Wednesday, July 04, 2012

Relational Mapping with MongoDB, Ming, and Python

Continuing on in my series on MongoDB and Python, this article delves into the object-document mapper (ODM) included with the Python MongoDB toolkit Ming. If you're just getting started with MongoDB, or with Ming, you might want to read the previous articles in the series first:

And now that you're all caught up, let's take a look at what makes up an object document mapper, anyway...

But wait! Didn't I already describe an object-document mapper in previous Ming posts? Well, yes and no. While it's true that the 'base' level of Ming allows you to map documents from MongoDB into instances of Python classes, those classes are really just slightly-glorified dict. Some of the things that I expect in a real ODM are missing, however:

  • Automatic persistence of updated documents - If you change an instance of ming.Document, it's up to you to make sure that change gets persisted back to MongoDB. This leads to more verbose code and generally more errors, as it's easy to forget to .m.save() a document when you're done.
  • An Identity Map - If you're working with several documents at once, you can get into a situation where you have two documents in memory that both represent the same document in MongoDB. This can cause consistency problems, particularly if the documents are both modified, but in different ways.
  • A Unit of Work - When you're doing several updates, it's nice to be able to "batch up" the updates and flush them to MongoDB all at once, particularly in a NoSQL database like MongoDB which has no multi-document transactions. You don't get true transactional behavior with a unit of work, but you can at least choose to skip the flush step and the database doesn't change.
  • Support for Relationships Between Documents - Maybe this is just my relational background showing through, but I like to be able to construct object graphs in RAM that aren't necessarily represented by embedded documents in MongoDB.

So, continuing in Ming's homage to SQLAlchemy, there is a second layer to Ming that provides all these features: the ming.odm package.

Defining an ODM model

Since everyone seems to like building either a blog or a wiki for their examples, we'll take a similar approach here, but with a twist. Suppose we're building a blogging platform that supports multiple sites, each of which can contain multiple blogs. We might model our data as follows:

Blogging Platform Data Model

Note in particular the 1:N relationships between Site and Blog, and between Blog and Post. Here's an example set of documents that we might store:

// Site
{ _id: ObjectId(1234....1),
  domain: 'blogs-r-us.com' }

// Blog
{ _id: ObjectId(1234...2),
  site_id: ObjectId(1234...1),
  name: 'My Awesome Blog' }

// Post
{ _id: ObjectId(1234...3),
  blog_id: ObjectId(1234...2),
  title: 'Frsit Psot',
  text: 'This is my blog. There are many...' }

Note that we've modeled everything "relationally"; a Post has a "foreign key" into Blog, which has a "foreign key" into Site. In order to actually model this in the Ming ORM, we first need a bit of setup:

from ming import Session
from ming.odm import ODMSession

doc_session = Session()
odm_session = ODMSession(doc_session=doc_session)

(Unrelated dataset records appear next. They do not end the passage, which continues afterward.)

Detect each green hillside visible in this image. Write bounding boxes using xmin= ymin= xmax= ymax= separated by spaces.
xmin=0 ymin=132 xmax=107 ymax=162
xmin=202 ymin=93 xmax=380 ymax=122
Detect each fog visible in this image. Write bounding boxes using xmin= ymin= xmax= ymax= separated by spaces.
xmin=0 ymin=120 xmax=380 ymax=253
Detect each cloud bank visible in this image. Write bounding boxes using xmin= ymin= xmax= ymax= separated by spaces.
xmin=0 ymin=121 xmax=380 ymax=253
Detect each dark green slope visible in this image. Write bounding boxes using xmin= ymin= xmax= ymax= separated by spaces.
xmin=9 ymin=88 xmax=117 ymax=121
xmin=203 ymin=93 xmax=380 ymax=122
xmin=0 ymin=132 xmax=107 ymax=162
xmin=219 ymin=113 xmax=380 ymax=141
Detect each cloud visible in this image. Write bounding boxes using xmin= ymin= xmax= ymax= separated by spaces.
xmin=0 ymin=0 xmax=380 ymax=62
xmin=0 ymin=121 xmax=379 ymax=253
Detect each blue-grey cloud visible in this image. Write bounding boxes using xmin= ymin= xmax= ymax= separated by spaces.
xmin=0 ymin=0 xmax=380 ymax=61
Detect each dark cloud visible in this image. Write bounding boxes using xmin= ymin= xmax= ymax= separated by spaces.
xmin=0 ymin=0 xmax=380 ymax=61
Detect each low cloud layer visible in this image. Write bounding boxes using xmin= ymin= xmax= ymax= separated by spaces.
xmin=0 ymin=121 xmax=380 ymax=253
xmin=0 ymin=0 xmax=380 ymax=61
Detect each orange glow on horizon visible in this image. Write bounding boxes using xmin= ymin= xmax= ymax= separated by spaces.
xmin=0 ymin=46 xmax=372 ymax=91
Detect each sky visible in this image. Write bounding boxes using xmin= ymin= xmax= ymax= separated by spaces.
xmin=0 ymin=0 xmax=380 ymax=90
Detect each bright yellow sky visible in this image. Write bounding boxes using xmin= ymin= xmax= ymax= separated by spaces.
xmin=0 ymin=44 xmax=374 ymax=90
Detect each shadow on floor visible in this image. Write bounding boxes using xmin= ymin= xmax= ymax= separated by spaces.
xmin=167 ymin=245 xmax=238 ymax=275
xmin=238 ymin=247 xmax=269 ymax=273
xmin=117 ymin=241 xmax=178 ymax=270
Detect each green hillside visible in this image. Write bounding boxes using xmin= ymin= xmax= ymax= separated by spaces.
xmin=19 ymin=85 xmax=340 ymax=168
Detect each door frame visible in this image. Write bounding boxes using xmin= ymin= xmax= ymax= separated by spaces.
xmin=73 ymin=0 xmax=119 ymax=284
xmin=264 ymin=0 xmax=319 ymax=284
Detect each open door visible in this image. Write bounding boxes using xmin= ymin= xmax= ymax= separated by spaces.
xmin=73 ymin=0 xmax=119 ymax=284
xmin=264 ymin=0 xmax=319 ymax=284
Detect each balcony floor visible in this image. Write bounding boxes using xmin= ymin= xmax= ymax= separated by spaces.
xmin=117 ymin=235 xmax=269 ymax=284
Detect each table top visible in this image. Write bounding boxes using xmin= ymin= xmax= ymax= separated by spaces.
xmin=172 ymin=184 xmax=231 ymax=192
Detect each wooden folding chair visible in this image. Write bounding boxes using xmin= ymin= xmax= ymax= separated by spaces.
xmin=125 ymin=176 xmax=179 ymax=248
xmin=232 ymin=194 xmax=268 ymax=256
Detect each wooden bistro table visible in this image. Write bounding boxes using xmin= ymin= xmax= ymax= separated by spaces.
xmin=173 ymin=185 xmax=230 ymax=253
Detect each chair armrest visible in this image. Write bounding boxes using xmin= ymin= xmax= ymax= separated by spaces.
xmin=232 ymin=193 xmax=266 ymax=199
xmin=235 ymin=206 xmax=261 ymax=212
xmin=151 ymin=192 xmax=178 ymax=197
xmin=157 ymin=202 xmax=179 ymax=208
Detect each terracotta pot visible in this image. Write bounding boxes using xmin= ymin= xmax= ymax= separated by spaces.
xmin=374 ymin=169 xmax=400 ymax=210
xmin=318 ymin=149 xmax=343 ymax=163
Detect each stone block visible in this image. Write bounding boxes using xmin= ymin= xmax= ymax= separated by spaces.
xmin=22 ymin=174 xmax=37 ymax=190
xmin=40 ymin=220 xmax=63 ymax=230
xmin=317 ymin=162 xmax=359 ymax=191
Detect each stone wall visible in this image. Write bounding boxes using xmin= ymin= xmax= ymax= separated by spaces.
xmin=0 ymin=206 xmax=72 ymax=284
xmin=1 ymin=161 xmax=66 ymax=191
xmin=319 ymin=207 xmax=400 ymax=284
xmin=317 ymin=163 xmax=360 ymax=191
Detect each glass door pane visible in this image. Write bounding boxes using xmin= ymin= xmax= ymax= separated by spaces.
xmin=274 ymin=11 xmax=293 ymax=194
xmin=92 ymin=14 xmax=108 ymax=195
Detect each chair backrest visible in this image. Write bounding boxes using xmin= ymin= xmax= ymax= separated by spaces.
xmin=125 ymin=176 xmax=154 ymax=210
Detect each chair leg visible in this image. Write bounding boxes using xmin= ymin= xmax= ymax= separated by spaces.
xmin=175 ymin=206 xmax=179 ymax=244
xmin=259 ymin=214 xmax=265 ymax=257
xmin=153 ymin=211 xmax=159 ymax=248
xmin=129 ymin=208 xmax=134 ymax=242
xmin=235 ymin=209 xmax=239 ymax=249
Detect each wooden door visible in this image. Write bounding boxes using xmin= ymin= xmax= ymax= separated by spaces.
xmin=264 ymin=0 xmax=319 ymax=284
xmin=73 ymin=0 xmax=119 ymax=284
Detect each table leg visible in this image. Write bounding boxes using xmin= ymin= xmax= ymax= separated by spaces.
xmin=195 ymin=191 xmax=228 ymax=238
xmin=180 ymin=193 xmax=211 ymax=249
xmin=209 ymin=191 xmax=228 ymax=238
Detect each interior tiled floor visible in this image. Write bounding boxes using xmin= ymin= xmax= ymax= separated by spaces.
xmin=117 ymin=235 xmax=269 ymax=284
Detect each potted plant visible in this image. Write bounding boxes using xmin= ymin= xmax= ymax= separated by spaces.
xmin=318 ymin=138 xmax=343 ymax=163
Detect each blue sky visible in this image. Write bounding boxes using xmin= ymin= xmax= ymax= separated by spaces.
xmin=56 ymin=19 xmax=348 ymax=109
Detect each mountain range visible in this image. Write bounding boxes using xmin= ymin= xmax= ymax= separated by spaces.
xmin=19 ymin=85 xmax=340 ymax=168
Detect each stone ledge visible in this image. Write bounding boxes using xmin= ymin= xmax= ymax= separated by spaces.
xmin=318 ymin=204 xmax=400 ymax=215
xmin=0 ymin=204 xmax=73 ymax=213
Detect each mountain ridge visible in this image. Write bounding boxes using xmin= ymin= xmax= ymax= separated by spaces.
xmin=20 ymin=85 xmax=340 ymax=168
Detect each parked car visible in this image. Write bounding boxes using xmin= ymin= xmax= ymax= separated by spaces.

Because the ODM is doing so much more than the schema enforcement layer, we need a new session to tie things together. The ODMSession provide the identity map and unit of work mentioned above, as well as a connection to the regular Session (which in turn ties everything to a particular MongoDB database).

Once we have this set up, we can start defining our model. Let's look at the definition of a Site first:

from ming import schema as S
from ming.odm.declarative import MappedClass
from ming.odm.property import FieldProperty, RelationProperty

class Site(MappedClass):
    class __mongometa__:
        session = odm_session
        name = 'site'

    _id = FieldProperty(S.ObjectId)
    domain = FieldProperty(str)

    blogs = RelationProperty('Blog')

There are a couple of things to note here:

  • The Field from the schema level is replaced by a FieldProperty for ODM-level things.
  • The one-to-many relation between Site and Blog is represented by a RelationProperty. Since we haven't defined Blog yet, we'll use a string to reference Blog rather than the class itself. There's some magic involved in figuring out what to do with RelationPropertys; there will be more on that later.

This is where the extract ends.